In my view, a much more promising route would be to try to add some sort of grounding to these language models, e.g. through pictures or videos from the web. I think grounding is crucial for models to have a better understanding of the world; and anecdotal evidence from human experience suggests to me that these models perhaps wouldn’t need nearly as much grounding experience as they need text data to achieve a reasonably good grounded understanding of the world. This is because it seems to me that we humans acquire most of our grounding early in our development through interactions with a fairly limited environment, and acquire pretty much all the rest of our knowledge only indirectly, through social and cultural means, for example, by learning things from other people, or by reading about them in books, articles, web pages etc. (Anthropologist Joe Henrich makes a similar point in his book The Secret of Our Success). Current language models already seem to be highly efficient at extracting information from extremely large scale text data. To complement this already super-human ability, finding good grounding objectives and grounding data for training large-scale grounded language models would be a very promising and exciting direction, I think (see this, this, and this for some recent attempts in this direction).
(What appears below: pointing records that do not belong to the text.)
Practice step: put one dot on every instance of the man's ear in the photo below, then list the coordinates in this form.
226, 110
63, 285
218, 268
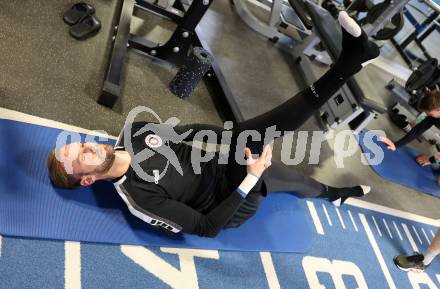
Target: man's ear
87, 180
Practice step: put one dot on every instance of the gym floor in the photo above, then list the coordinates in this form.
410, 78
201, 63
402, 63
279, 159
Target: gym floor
46, 73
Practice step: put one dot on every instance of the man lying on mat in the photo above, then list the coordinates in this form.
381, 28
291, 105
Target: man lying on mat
220, 195
430, 105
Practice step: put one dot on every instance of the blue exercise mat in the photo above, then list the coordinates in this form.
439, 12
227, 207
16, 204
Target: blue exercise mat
31, 207
400, 167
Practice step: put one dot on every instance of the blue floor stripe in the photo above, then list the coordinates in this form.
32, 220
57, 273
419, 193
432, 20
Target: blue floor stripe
26, 263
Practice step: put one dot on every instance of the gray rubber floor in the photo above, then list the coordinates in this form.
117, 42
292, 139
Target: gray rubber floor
44, 72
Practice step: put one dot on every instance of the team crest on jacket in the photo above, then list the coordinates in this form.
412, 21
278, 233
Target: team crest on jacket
153, 141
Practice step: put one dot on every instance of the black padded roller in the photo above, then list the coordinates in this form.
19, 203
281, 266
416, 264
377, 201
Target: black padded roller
191, 73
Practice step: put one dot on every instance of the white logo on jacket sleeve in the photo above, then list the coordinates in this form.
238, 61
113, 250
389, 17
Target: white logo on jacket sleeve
153, 141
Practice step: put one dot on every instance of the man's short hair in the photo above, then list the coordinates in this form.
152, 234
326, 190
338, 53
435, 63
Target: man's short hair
58, 174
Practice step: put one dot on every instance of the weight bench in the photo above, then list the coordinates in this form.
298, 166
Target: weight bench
349, 105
Update (09/04/2020): I apparently missed this earlier, but OpenAI has made its intention to make GPT-3 a commercial product very clear right from the beginning (see here). They even mention the large size of the model as an excuse not to release it:
… many of the models underlying the API are very large, taking a lot of expertise to develop and deploy and making them very expensive to run.
So, it seems like my sinister interpretation above for OpenAI training a much larger model than was actually warranted was not too much off the mark!